Hightower served two terms as Texas Agriculture Commissioner from 1983 to 1991 and became well known as a leading Texas progressive voice. Under his direction, progress was made for the environment, protection for farmworkers, and marketing for Texas farm products. Hightower was responsible for Texas being the first state to set organic food standards.

He and his team at the Texas Department of Agriculture put a task force together that included Whole Foods, Kroger and a broad-based consumer group. Hightower says, “We worked with the local community to re-establish farmers’ markets in the state.” To market the state’s farm products, they created Taste of Texas. They also encouraged development of alternative crops such as wildflowers and berries for wine.

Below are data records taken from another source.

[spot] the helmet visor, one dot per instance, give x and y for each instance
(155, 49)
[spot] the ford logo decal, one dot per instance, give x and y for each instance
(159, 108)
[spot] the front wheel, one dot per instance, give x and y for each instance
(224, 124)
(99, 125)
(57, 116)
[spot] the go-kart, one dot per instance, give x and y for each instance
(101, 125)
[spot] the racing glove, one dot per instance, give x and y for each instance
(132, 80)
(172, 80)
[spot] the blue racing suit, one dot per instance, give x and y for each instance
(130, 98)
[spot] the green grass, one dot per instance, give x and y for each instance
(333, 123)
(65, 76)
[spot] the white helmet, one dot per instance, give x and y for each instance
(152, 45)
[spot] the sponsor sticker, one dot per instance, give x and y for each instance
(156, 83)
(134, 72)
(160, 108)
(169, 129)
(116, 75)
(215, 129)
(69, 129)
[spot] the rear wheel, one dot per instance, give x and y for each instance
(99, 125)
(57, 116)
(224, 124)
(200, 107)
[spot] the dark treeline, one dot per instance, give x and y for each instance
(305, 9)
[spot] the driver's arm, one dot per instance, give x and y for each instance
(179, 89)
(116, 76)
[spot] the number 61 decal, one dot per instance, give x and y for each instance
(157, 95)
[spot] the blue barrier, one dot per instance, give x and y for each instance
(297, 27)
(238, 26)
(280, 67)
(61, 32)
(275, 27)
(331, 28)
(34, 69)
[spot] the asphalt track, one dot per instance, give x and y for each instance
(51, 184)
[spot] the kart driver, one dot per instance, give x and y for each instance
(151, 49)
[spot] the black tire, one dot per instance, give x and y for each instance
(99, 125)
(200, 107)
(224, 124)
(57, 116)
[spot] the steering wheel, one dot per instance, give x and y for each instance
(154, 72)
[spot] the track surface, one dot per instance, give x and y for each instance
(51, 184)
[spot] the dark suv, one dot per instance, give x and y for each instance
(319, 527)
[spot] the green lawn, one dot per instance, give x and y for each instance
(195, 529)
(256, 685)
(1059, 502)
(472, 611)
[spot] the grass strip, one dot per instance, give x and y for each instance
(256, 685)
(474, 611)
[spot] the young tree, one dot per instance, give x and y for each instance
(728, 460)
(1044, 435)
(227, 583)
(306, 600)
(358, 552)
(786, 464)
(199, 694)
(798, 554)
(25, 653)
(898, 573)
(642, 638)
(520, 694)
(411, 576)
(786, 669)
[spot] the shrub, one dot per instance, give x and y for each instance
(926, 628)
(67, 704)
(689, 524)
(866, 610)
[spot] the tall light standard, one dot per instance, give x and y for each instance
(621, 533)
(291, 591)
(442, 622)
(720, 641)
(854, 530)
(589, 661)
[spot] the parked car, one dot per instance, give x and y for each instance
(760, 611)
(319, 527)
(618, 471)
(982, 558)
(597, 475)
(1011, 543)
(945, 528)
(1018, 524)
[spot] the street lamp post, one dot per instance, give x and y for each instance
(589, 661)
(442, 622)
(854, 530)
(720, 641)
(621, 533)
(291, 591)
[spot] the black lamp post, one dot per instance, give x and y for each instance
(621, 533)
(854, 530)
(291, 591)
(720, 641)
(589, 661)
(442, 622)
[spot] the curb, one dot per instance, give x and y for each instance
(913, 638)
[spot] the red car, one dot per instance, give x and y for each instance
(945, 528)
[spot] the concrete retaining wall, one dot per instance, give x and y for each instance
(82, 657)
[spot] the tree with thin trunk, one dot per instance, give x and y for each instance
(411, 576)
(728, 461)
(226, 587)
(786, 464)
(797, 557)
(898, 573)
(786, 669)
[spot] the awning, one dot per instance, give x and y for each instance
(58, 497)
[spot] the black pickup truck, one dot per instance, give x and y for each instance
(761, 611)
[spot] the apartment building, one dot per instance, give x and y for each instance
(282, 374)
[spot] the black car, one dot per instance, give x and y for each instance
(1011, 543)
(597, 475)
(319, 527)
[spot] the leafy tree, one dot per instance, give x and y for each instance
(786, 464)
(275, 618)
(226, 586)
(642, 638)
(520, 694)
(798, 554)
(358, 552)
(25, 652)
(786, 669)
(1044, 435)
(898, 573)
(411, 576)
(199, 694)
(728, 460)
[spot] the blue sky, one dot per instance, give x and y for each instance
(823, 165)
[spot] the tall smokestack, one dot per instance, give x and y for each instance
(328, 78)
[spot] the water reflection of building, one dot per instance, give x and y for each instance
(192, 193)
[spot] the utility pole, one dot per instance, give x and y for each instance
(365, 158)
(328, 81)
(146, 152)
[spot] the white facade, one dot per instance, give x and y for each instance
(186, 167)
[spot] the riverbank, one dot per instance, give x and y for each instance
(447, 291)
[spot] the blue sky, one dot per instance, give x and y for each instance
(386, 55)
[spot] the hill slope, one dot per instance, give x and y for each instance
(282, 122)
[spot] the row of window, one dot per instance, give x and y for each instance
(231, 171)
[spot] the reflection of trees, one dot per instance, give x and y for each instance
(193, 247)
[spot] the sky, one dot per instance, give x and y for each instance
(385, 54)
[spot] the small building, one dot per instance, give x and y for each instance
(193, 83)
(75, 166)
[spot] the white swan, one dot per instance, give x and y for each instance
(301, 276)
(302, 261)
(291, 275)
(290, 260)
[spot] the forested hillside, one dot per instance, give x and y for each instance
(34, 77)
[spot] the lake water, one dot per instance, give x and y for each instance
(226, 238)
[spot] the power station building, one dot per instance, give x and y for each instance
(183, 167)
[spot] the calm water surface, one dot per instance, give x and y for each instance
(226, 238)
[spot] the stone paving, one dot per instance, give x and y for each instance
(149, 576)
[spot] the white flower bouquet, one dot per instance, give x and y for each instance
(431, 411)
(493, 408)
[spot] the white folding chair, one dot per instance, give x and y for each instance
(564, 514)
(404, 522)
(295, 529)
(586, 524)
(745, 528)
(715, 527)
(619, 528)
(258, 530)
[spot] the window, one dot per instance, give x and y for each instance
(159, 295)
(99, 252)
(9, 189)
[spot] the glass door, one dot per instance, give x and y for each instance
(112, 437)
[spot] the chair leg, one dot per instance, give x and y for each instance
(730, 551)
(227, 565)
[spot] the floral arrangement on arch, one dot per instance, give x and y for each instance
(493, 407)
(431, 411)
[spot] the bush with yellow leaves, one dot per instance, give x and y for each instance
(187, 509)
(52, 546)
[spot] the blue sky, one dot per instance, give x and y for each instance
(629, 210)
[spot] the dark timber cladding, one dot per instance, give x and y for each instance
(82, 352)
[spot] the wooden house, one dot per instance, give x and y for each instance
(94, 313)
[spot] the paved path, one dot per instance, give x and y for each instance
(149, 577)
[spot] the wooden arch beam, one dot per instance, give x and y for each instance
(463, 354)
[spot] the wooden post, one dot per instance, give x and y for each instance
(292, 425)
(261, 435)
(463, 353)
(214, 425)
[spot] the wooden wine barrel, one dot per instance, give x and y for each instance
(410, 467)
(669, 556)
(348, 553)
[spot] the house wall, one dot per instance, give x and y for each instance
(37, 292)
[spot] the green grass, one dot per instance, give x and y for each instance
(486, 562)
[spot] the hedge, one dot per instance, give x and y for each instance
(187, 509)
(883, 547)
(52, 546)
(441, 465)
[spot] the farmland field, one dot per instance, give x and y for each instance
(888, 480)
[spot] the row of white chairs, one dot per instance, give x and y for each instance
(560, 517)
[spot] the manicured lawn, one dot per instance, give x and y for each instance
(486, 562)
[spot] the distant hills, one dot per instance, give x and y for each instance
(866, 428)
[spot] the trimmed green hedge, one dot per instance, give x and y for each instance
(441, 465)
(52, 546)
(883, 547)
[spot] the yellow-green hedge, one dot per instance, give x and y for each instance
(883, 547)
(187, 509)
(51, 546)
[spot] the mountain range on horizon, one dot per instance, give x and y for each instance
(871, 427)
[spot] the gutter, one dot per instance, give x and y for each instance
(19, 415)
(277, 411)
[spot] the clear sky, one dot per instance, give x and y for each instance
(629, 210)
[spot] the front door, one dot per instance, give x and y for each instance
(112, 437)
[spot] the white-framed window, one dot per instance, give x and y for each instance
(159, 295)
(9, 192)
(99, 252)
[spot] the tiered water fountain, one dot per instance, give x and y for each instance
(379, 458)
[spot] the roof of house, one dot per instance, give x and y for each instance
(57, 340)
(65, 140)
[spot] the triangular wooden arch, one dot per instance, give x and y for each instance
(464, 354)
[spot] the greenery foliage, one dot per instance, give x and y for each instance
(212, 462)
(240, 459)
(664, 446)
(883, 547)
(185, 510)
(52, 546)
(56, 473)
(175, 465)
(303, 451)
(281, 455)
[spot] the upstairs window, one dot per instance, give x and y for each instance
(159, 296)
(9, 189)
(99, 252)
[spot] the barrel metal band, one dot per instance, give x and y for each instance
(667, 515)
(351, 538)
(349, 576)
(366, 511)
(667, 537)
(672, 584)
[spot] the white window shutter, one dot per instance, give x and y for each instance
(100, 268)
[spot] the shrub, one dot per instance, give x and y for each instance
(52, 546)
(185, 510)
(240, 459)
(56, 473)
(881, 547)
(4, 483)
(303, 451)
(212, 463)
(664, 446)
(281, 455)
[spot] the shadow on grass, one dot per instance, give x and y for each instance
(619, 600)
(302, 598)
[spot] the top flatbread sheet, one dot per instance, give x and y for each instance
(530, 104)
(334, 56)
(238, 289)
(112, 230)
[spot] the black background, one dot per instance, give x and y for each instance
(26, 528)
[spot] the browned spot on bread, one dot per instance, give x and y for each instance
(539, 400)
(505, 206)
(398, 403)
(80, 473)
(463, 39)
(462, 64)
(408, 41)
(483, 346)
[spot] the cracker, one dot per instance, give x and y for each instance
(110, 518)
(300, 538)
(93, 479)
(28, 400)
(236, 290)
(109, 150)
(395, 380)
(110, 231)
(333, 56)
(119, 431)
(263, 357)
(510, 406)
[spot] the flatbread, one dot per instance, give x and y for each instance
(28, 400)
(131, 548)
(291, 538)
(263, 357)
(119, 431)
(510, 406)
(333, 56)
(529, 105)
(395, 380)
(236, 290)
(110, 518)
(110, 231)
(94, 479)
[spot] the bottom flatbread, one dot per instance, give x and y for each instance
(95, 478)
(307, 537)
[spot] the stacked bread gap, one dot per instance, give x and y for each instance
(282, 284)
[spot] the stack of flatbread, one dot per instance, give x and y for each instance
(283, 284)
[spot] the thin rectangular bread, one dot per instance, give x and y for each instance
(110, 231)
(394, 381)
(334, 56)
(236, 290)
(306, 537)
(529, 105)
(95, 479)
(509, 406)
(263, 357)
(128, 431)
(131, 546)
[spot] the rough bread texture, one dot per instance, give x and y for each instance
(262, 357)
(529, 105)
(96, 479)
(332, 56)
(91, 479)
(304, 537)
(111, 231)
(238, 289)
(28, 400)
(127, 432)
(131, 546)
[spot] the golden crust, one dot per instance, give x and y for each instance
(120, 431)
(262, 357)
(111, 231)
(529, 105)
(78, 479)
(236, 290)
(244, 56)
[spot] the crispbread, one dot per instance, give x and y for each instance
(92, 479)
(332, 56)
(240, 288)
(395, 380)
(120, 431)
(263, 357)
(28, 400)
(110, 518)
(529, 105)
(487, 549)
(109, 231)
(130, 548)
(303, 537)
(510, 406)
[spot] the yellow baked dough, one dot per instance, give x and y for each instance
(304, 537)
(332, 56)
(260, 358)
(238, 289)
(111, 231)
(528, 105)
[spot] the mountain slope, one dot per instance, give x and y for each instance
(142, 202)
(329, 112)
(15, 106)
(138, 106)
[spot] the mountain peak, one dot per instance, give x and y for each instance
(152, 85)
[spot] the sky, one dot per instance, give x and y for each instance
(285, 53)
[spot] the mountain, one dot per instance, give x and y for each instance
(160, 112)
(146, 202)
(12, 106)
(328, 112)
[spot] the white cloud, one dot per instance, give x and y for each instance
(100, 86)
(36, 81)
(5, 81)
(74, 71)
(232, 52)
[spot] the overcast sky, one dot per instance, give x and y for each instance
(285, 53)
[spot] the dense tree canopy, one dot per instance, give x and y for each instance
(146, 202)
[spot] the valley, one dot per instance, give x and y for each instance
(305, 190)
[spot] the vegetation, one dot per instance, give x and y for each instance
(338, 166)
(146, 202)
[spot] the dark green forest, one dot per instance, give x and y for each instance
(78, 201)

In his second term as agriculture commissioner, Hightower promulgated the most comprehensive pesticide regulations in the country. “This created a furor led by chemical lobbyists,” Hightower says. Karl Rove, political advisor, known for his influence as senior advisor to President George W. Bush, recruited Perry to run as a Republican against Hightower. “Rove ran ads of me with a flag burner in East Texas and me with Jesse Jackson.” Perry won the election. Hightower says these ads, run in the most conservative region of the state, are what beat him.

The changes that Hightower enacted while serving as agriculture commissioner remained in tact after he left the office. “I had established what I wanted to establish,” Hightower says. “So much of what we had done was entrenched in the private sector that they couldn’t undo what had been done.”

Hightower says he is “mad as hell about corporate power and what it has done to our country - forestalling the historic potential this country has as an innovative nation with untold natural resource at our disposal; leadership potential around the world - sullied with wars and climate change.”

But he also is hopeful. “Rachel Carson would be astonished to see how far we have come,” Hightower says. “Overwhelmingly the public is on our side. People want clean air, water, fuel and a balanced climate.”

According to Hightower, what this country really needs is leadership. “I don’t fear for the progressive movement; I fear we don’t have leaders,” he says. “The Occupy Wall Street kids may be our leaders.”